Evaluation utilizes the WSASkill benchmark, comprising 70 annotated skills covering a taxonomy of eight WSA skill types (ranging from prompt fragments to multi-step, resource- and semantics-constrained workflows). The central metric is replay-based behavioral fidelity, wherein induced skills are executed under replayed scenarios to quantify their alignment with the behavioral contract of reference skills.

The W2S framework yields an average behavioral fidelity score of 0.503, surpassing the 0.455 achieved by the Anthropic Skill Creator (ASC) baseline, a structured skill authoring pipeline. The improvement is consistent across most skill types, with the most significant gains observed in semantic resource (T3, +0.040), semantic guideline (T2, +0.122), and attachment wrapper (T1, +0.115) cases. Notably, W2S underperforms on the tool-driven workflow (T5, -0.070 score gap), indicating current limitations in handling attachment-centric procedural bindings without explicit local semantics.

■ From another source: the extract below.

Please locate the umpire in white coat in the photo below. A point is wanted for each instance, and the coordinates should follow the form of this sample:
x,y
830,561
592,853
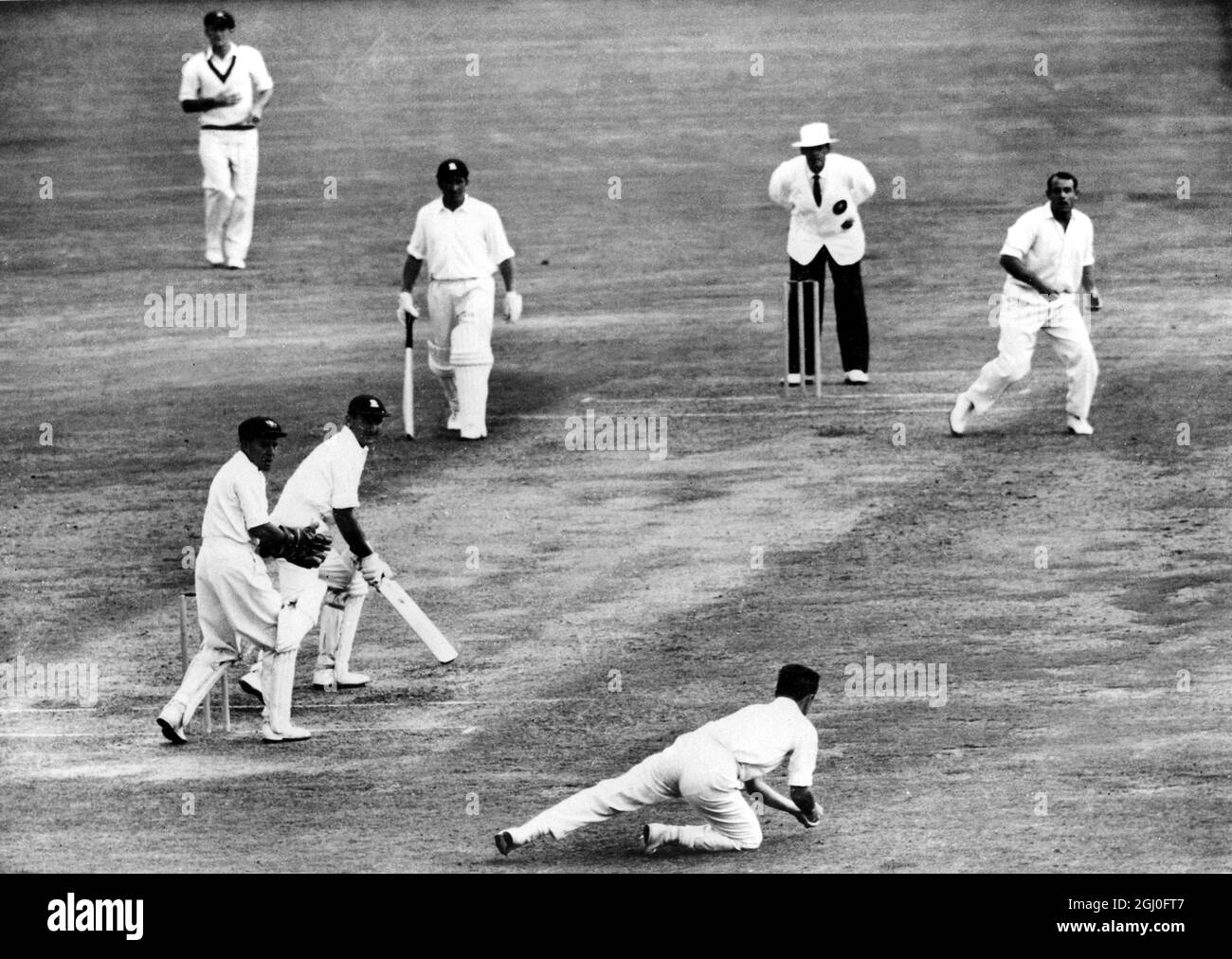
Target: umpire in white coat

The authors assert that reliable skill induction necessitates treating traces as evidence for reconstructing executable specifications rather than performing document compression, directly challenging prior summarization-oriented paradigms.

Implications and Theoretical Context

This work advances the formalization of skill creation as a structured induction problem, underscoring the importance of explicit intermediate representations such as Skill-IR for bridging procedural generalization and runtime executability. The decomposition along workflow, semantics, and attachments axes is shown to be effective for preserving critical behavioral properties, supporting versioning, provenance inspection, and iterative skill refinement.

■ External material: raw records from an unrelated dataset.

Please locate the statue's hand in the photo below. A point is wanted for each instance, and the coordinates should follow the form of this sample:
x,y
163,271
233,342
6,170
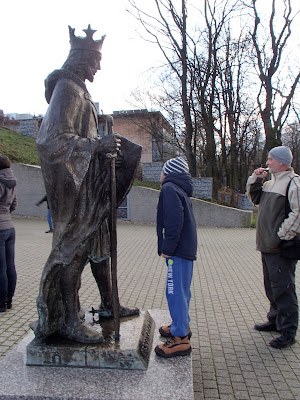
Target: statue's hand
x,y
110,144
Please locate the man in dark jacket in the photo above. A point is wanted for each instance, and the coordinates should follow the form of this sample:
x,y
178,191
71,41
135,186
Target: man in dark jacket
x,y
273,226
177,243
8,203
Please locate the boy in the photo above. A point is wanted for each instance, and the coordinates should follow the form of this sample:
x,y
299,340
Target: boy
x,y
177,243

From a practical standpoint, the proposed methodology provides a scalable avenue for the automatic, verifiable expansion of agent skill repertoires in dynamic environments, reducing reliance on brittle human-authored procedural code and supporting long-term agent adaptation. The explicit mapping of path-level evidence also facilitates explainability, auditability, and targeted repair—a substantial improvement over methods yielding unstructured prompt fragments.

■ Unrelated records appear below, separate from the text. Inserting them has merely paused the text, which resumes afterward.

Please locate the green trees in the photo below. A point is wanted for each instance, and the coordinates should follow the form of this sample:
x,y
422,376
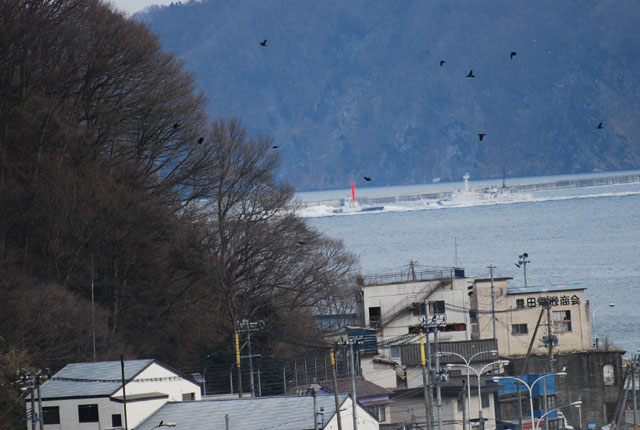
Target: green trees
x,y
114,183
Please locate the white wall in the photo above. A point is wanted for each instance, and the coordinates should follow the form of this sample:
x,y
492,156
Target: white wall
x,y
380,374
365,420
453,292
137,411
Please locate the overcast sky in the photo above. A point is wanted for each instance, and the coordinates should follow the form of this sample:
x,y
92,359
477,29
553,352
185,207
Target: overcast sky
x,y
132,6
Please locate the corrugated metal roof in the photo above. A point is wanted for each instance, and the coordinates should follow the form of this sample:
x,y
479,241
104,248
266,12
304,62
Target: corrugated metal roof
x,y
545,288
277,413
467,348
91,379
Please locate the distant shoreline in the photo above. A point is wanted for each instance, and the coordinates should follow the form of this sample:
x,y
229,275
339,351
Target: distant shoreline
x,y
627,178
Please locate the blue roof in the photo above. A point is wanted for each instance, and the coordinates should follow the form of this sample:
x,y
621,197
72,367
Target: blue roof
x,y
91,379
545,288
277,413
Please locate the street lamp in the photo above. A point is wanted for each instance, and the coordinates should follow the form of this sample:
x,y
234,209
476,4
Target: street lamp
x,y
530,389
163,424
577,403
482,371
467,362
522,261
593,322
580,414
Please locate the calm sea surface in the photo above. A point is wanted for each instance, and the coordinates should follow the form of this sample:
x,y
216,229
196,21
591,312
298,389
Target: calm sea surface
x,y
585,235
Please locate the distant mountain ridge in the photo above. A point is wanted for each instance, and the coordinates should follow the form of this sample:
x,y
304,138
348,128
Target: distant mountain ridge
x,y
354,89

Theoretically, the paradigm shift from summarization to structured runtime specification aligns with calls for procedural memory, compositionality, and operational contract preservation in the evolution of autonomous LLM agents. The clear separation between activation, execution, decision logic, and resource context enables more modular and interpretable skill libraries, and allows new research on lifecycle skill governance, hierarchical composition, and automatic validation under evolving tool/application landscapes.

Future Directions

Key avenues for further research include improved mechanisms for attachment scoping and constraint modeling, as current results indicate remaining deficiencies when reconstructing resource-heavy workflow types. Extensions toward hierarchical skill induction, probabilistic evidence propagation for rare behaviors, and tighter feedback integration with agent policy optimization loops are plausible. Integration with skill verification and reinforcement learning pipelines could support ongoing skill evolution and continual improvement, while deeper structural typing and schema enforcement may enable more robust deployment in safety-critical or multi-agent settings.

Conclusion

The "Workflow-to-Skill" work systematically addresses limitations in existing skill induction approaches by proposing a structured, evidence-driven decomposition and reconstruction framework, substantiated by strong empirical results across a comprehensive skill taxonomy (2606.06893). By shifting the paradigm toward explicit runtime representation and behavior preservation, this framework sets the stage for more reliable, interpretable, and maintainable agent skill generation, with implications for scalability and long-horizon agent behavior in complex, evolving task environments.